I loved reading this post by Dani of eat my street. Her seven point plan for making friends as an introvert really resonated with me. Being an introvert can make finding friends a bit tricky sometimes, not because of shyness – although that may be in there – but because the prospect of falling into a gregarious, group environment can be intimidating and make us a little fearful. The introvert may hold back and not venture out into friend making territory (gosh, sounded a bit David Attenborough there!). This is a bit sad because then we can end up a little lonely. An introvert still needs friends! It’s just that we need time away from them to recharge and stay our friendly, sparkly selves! And so, in the spirit of introvert camaraderie, I thought I’d share a piece I wrote last weekend for Pip Lincolne‘s fabulous online storytelling course.
‘Do you think they’ll come?’ I asked my husband.
‘Of course! Why wouldn’t they?’
I had agonised over the invitation for way too long. Somehow this reserved, wallflower, non-party girl had volunteered to be on the kindergarten social committee and I felt way outside my comfort zone! So why did I do it?
When you are at school and work, social contact is like a smorgasbord. Every day you head to the same place, the same people show up and you pick and choose who you want to spend time with. You don’t have to make the effort to find friends, they’re just laid out for you. The world of the stay-at-home mum is different. There’s no one but you and the baby or toddler. Whilst I might be an introvert and love to have the space of my own time in my own home, I also like having some buddies. I’m not a recluse! So I had to take steps to create social contact by myself. Scary!
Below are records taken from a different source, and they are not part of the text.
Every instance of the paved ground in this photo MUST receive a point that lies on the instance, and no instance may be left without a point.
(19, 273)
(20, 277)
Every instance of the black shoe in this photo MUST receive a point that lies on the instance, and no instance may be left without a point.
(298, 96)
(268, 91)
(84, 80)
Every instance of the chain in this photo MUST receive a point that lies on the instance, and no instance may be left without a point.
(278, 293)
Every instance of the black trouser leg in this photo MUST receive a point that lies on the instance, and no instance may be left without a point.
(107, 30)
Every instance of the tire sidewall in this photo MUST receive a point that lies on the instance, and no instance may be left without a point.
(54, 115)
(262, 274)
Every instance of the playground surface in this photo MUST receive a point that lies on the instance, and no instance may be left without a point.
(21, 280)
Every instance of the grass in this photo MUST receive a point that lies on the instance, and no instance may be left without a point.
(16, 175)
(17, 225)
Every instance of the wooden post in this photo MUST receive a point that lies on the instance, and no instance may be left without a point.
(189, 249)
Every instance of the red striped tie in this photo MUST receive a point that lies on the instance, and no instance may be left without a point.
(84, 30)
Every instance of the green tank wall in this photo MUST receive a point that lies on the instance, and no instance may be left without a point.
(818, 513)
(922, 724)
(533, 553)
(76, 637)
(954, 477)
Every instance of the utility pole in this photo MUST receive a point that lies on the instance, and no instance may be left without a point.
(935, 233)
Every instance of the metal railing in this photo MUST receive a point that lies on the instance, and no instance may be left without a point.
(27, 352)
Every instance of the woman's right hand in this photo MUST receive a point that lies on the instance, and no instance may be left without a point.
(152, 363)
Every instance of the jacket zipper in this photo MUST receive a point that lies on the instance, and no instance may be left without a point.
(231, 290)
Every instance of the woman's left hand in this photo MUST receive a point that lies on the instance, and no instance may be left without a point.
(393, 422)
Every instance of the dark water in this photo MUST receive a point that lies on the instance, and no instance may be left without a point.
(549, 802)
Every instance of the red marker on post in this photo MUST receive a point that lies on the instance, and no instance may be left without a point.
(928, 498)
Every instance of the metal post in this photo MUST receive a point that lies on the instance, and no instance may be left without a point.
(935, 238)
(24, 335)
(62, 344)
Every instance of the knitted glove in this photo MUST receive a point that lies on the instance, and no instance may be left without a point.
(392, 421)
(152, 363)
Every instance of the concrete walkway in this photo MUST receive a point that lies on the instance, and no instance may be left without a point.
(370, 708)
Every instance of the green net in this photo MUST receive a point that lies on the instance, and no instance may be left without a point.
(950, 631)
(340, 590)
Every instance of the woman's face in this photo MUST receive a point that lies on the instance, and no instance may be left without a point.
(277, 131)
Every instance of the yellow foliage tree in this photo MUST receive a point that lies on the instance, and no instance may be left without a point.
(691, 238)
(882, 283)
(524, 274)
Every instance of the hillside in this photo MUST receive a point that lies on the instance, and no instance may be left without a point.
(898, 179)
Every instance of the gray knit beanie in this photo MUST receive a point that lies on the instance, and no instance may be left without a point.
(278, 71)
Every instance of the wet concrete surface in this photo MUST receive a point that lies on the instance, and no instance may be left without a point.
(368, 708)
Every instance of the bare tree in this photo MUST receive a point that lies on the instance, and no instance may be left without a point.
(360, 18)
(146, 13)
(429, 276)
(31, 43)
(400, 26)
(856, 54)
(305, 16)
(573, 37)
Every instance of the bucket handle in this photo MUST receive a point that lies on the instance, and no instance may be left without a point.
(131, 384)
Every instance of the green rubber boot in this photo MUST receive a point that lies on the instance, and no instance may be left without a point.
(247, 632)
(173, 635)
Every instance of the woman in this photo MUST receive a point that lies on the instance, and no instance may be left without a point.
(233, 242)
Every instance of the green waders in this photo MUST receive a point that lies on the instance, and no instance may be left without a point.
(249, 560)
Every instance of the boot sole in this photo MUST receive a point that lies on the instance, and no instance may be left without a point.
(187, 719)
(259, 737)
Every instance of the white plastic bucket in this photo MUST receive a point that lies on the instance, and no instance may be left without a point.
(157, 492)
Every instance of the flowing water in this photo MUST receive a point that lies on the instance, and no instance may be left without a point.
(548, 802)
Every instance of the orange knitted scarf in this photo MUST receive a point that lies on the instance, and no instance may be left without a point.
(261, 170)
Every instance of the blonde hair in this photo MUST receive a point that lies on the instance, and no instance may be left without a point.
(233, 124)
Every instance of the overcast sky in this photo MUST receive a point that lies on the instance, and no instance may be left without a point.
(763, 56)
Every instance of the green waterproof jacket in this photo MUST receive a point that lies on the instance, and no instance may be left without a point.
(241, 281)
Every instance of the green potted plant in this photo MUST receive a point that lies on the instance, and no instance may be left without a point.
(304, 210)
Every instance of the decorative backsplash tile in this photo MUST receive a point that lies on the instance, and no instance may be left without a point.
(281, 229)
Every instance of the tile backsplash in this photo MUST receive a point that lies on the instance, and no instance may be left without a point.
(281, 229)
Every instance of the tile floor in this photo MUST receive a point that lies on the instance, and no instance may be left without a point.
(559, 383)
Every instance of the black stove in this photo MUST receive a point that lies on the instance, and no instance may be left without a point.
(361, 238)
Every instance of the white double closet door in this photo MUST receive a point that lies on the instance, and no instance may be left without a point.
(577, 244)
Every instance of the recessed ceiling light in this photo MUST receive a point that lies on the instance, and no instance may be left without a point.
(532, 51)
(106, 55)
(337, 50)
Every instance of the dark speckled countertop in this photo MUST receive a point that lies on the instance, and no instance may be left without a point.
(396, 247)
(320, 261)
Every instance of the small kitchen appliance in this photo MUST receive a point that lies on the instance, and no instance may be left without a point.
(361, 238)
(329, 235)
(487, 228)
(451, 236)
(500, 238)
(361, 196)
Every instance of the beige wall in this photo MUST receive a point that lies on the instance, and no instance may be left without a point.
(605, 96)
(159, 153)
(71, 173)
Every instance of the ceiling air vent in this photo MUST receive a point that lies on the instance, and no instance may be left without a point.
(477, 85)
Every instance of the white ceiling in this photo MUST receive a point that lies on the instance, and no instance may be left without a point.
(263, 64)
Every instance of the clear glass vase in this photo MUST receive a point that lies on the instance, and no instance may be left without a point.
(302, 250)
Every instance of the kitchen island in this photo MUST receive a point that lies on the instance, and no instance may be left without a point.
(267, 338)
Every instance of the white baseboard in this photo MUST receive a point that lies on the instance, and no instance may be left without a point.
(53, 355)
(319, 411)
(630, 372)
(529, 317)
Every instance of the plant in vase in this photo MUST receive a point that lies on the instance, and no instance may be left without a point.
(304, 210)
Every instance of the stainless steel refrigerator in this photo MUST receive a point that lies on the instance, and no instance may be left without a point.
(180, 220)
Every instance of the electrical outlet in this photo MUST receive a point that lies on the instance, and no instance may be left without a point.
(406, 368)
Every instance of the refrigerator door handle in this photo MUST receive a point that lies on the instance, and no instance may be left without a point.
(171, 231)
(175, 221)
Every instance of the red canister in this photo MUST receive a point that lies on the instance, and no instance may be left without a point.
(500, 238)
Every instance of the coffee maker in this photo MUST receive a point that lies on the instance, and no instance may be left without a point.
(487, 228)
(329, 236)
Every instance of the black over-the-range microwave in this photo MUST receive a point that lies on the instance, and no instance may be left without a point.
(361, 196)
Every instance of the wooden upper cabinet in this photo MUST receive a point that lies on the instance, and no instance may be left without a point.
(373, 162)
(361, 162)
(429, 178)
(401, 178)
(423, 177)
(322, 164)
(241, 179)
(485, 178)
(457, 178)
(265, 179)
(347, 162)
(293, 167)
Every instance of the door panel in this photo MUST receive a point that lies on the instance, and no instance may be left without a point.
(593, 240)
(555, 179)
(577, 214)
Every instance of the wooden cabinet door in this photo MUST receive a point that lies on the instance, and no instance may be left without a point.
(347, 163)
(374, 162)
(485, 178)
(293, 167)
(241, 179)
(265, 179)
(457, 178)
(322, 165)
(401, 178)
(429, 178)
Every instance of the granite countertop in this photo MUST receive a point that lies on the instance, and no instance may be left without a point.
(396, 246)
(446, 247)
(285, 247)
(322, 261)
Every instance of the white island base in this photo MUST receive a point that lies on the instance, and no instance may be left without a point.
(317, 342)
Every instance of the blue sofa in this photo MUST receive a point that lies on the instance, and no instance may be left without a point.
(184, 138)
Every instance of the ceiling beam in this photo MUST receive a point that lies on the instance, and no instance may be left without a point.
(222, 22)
When the call came out that a volunteer for Blue Group was needed, my reserve collided with my conscience and sense of responsibility. I took a breath and made the call to the ‘President of the Social Committee’! Now, here I was, organising my very own social function!
Well, they did come! It was lovely and friendly and everyone was very grateful that I had been so kind to invite them to my home so we could all have a cuppa and get to know each other. Wow! They thought I was the bees knees! With everyone gone and my house mine once more, a little swell of pride fluttered in my heart. I had done it! I had stepped outside my comfort zone and created something people liked! Pat on the back, me! (Added bonus, one of the mums was a dentist and I was on the search for a new one. She has provided us with stellar care for the last 15 years!)
So with that little bit of confidence, I started to put my hand up for a few more things. I tackled enrolment officer (that’s a great way to get to know people!), parent committees, class reps, ball committees (how did THAT happen??) and then spread my wings a bit further into community volunteer programs, all the while gathering more people into my circle. I found babysitters, fellow taxi drivers, friends to laugh with, friends to cry with. Then the circles started overlapping and it seemed wherever I went the six degrees (or less!) of separation kicked in. It made making conversation and more buddies so much easier! My deep breath had delivered me the oxygen of friendship.
A few years ago, when I was doing a yoga course, our teacher told us that when you are ice-skating, it feels really safe skating around holding on to the edge of the rink. But the rink is large, with lots to explore. If you want to experience that, you have to let go of the safety of the rail. That’s something I try to keep in mind. I’m so pleased I let go of the rail. It has enabled me to write this today and has made my life so much richer. If you’re thinking about doing something, don’t let your introvert fears hold you back. Take a breath and go for it. The worst thing that will happen is you’ll fall and get a wet bum but everyone else is so busy skating they won’t even notice!
How about you? Have you had to step out of your comfort zone to break the confines of introversion?